Having run the routine again on sine waves of various amplitudes I have plotted boxplots and kernal density plots of the ucl and lcl optimised multipliers for sine waves of periods n=10 to 50 inclusive, using R. Visual inspection of the plots suggest that, in general* (see note below), there are no real differences between the distributions and a typical plot is shown above (again this is for a sine wave of period n=20). The black plots are
- optimised multiplier for ucl of sine wave with amplitude of 1
- optimised multiplier for lcl of sine wave with amplitude of 1
- optimised multiplier for ucl of sine wave with variable amplitude
- optimised multiplier for lcl of sine wave with variable amplitude
Obviously just looking at plots is not statistically robust, so the next thing I did was to run Kolmogorov-Smirnov tests in R to see if the null hypothesis that the four separate distributions come from the same distribution can be rejected. For this purpose I used a p-value of 0.05 for the significance level. The comparative test runs were
- ucl sine wave amplitude 1 and lcl sine wave amplitude 1
- ucl sine wave variable amplitude and lcl sine wave variable amplitude
- ucl sine wave amplitude 1 and ucl sine wave variable amplitude
- lcl sine wave amplitude 1 and lcl sine wave variable amplitude
if A=B and C=D and A=C and B=D then A=B=C=D.
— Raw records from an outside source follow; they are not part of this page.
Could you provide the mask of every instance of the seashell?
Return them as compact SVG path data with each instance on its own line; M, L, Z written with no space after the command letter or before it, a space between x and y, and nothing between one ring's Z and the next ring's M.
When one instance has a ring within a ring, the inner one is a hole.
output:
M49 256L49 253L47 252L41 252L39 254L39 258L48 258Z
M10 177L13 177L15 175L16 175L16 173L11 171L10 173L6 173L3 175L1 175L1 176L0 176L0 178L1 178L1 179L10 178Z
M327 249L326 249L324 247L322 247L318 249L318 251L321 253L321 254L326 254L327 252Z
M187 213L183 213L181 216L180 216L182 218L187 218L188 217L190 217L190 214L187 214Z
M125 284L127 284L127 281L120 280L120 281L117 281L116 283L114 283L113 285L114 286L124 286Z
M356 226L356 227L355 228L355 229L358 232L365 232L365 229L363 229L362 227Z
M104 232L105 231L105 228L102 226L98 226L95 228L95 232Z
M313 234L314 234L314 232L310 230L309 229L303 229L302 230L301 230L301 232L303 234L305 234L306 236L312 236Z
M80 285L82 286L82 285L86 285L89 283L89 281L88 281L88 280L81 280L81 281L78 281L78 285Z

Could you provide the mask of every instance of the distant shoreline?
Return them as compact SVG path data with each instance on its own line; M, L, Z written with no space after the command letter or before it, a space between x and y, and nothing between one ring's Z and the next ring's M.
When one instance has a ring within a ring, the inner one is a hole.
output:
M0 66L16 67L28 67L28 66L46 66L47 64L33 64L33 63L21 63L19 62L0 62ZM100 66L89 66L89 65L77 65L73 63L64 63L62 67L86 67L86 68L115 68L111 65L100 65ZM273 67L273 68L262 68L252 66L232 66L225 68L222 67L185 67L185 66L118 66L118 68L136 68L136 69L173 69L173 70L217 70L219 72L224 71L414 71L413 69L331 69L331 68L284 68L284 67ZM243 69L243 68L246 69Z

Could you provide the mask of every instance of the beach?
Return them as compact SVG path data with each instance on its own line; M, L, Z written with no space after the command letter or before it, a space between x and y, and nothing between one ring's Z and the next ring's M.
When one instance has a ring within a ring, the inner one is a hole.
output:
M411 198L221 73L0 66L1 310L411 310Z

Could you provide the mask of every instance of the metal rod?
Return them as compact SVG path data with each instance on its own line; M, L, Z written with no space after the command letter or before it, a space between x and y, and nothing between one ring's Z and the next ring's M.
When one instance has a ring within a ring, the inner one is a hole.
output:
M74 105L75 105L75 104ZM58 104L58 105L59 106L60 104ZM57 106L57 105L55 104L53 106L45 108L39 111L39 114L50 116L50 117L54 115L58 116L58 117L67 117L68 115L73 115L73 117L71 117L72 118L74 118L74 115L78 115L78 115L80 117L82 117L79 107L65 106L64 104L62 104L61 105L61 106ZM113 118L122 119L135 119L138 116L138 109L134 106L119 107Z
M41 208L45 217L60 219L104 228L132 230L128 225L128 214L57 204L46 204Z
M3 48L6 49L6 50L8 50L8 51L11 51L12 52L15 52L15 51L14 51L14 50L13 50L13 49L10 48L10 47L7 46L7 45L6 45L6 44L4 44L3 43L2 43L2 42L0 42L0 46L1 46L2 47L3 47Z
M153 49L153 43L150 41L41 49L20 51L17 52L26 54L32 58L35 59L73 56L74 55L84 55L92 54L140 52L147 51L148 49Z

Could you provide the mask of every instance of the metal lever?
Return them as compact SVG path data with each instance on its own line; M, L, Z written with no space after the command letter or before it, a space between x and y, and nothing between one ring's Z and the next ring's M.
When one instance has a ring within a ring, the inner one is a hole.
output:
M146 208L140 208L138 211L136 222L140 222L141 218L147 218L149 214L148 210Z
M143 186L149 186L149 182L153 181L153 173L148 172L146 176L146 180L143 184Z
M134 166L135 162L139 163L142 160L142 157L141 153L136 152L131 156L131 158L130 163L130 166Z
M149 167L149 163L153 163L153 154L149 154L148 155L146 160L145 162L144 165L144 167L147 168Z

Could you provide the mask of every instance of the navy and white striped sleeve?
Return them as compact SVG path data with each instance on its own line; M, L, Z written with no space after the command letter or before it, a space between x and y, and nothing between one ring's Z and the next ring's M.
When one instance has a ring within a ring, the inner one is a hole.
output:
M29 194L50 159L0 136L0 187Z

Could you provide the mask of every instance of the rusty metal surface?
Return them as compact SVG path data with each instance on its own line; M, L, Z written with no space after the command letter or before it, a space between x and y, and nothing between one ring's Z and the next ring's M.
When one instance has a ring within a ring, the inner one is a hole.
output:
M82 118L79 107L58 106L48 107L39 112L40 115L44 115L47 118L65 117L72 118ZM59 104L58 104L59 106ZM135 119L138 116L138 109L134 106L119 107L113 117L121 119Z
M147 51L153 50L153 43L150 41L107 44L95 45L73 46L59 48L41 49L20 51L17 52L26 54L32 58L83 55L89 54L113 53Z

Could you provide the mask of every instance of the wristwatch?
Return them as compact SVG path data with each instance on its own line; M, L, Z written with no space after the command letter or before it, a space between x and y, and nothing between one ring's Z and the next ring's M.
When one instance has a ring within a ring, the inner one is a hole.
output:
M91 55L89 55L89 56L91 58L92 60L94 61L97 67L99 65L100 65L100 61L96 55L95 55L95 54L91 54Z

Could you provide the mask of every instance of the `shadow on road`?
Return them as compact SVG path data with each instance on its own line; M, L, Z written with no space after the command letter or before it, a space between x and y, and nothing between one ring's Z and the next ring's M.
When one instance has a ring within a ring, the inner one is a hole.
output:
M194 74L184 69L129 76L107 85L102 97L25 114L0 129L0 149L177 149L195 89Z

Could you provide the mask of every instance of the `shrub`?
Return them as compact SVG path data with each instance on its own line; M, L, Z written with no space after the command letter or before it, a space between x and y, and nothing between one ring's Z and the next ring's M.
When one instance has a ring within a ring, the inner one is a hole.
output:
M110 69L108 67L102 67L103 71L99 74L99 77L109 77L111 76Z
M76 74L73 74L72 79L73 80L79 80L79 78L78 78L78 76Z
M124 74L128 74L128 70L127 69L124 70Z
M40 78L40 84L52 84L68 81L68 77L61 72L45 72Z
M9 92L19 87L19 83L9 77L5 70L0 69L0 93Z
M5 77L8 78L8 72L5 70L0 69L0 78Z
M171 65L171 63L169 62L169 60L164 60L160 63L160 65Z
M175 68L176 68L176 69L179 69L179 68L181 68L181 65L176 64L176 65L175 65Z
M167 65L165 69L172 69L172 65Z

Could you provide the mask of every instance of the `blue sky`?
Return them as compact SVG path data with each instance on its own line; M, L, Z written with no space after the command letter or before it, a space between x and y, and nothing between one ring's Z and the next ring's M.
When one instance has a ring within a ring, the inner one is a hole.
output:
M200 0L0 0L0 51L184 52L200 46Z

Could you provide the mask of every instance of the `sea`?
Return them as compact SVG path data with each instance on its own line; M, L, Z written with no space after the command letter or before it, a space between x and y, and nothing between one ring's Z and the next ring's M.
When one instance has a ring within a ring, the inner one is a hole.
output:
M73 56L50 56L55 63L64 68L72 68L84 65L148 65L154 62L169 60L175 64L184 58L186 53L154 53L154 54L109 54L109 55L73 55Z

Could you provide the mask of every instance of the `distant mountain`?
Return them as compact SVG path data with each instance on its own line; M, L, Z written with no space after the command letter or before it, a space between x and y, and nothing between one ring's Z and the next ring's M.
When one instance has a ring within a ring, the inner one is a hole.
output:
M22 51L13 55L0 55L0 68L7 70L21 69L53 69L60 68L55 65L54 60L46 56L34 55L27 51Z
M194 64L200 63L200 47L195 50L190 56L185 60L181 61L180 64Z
The actual test in R that was used was the Bootstrap Kolmogorov-Smirnov package ks.boot(), the R documentation description for which is quoted below:-
"This function executes a bootstrap version of the univariate Kolmogorov-Smirnov test which provides correct coverage even when the distributions being compared are not entirely continuous. Ties are allowed with this test unlike the traditional Kolmogorov-Smirnov test"
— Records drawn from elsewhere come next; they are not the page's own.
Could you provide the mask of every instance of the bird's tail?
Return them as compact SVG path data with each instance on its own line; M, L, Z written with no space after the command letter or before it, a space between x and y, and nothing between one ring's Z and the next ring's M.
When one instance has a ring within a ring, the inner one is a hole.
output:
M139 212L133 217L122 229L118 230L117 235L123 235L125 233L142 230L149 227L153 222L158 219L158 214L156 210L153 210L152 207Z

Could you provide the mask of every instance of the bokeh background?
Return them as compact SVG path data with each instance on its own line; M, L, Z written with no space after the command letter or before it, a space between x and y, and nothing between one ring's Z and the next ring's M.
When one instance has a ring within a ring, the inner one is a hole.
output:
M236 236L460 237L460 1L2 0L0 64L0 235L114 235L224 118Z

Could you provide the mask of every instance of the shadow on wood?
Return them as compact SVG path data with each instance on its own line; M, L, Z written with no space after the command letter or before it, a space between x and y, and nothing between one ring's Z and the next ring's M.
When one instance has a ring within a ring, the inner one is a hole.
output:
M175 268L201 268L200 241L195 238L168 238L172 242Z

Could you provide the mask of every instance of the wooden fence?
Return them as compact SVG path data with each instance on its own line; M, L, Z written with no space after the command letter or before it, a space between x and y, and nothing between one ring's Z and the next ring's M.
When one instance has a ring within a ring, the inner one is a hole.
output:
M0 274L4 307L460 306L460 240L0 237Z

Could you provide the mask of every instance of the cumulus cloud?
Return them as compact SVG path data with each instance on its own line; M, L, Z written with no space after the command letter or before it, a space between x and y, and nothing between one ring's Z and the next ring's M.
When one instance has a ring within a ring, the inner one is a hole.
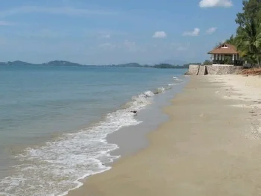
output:
M164 31L156 31L152 37L154 38L164 38L167 37L167 34Z
M185 31L182 35L184 36L197 36L199 34L200 31L199 28L195 28L192 31Z
M107 43L99 44L98 46L105 50L111 50L116 48L116 45L115 44Z
M188 48L184 46L179 46L177 48L178 51L184 51L188 49Z
M216 27L211 27L207 30L206 32L207 34L212 34L217 30L217 28Z
M102 35L102 37L104 38L109 39L111 38L111 35L109 34Z
M201 0L199 2L199 7L201 8L229 7L233 6L231 0Z
M0 21L0 26L13 26L14 25L14 24L12 22L2 20Z
M123 43L123 45L129 50L133 51L136 51L137 49L136 43L135 42L130 42L126 40Z

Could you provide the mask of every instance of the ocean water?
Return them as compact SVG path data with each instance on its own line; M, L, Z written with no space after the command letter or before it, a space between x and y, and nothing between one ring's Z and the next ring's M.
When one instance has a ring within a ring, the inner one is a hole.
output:
M0 195L62 195L110 169L108 134L182 82L179 69L0 67Z

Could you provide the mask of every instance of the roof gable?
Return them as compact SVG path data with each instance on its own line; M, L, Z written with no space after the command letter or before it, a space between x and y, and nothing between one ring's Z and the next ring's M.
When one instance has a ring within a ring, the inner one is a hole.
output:
M209 54L238 54L239 52L235 47L232 44L223 43L208 53Z

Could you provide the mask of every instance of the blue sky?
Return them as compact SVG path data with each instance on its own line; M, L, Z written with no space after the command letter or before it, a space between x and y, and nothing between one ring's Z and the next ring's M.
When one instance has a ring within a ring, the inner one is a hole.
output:
M239 0L12 0L0 8L0 61L202 61L234 33Z

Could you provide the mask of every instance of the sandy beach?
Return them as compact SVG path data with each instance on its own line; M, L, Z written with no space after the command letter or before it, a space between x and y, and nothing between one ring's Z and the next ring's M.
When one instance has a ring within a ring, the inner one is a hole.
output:
M192 77L147 147L68 195L261 195L260 87L258 77Z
It is obvious from the discrete nature of the raw data being tested that this test is more appropriate than the traditional Kolmogorov-Smirnov test, but more importantly the symmetrical nature of a sine wave almost guarantees that there are likely to be ties in the data, hence the choice of this test. The number of bootstraps performed for each test was n=1000. The p-value was sufficiently low to reject the null hypothesis for the following periods (numbered bullet points correspond to tests identified above)
- Periods 16 ,24, 32, 40 and 48
- Periods 16, 24, 27, 32, 40, 45, 48, 49
- Periods 38 and 49
- Periods 38 and 49
*The exceptions to the general pattern mentioned above will be the subject of a later blog entry.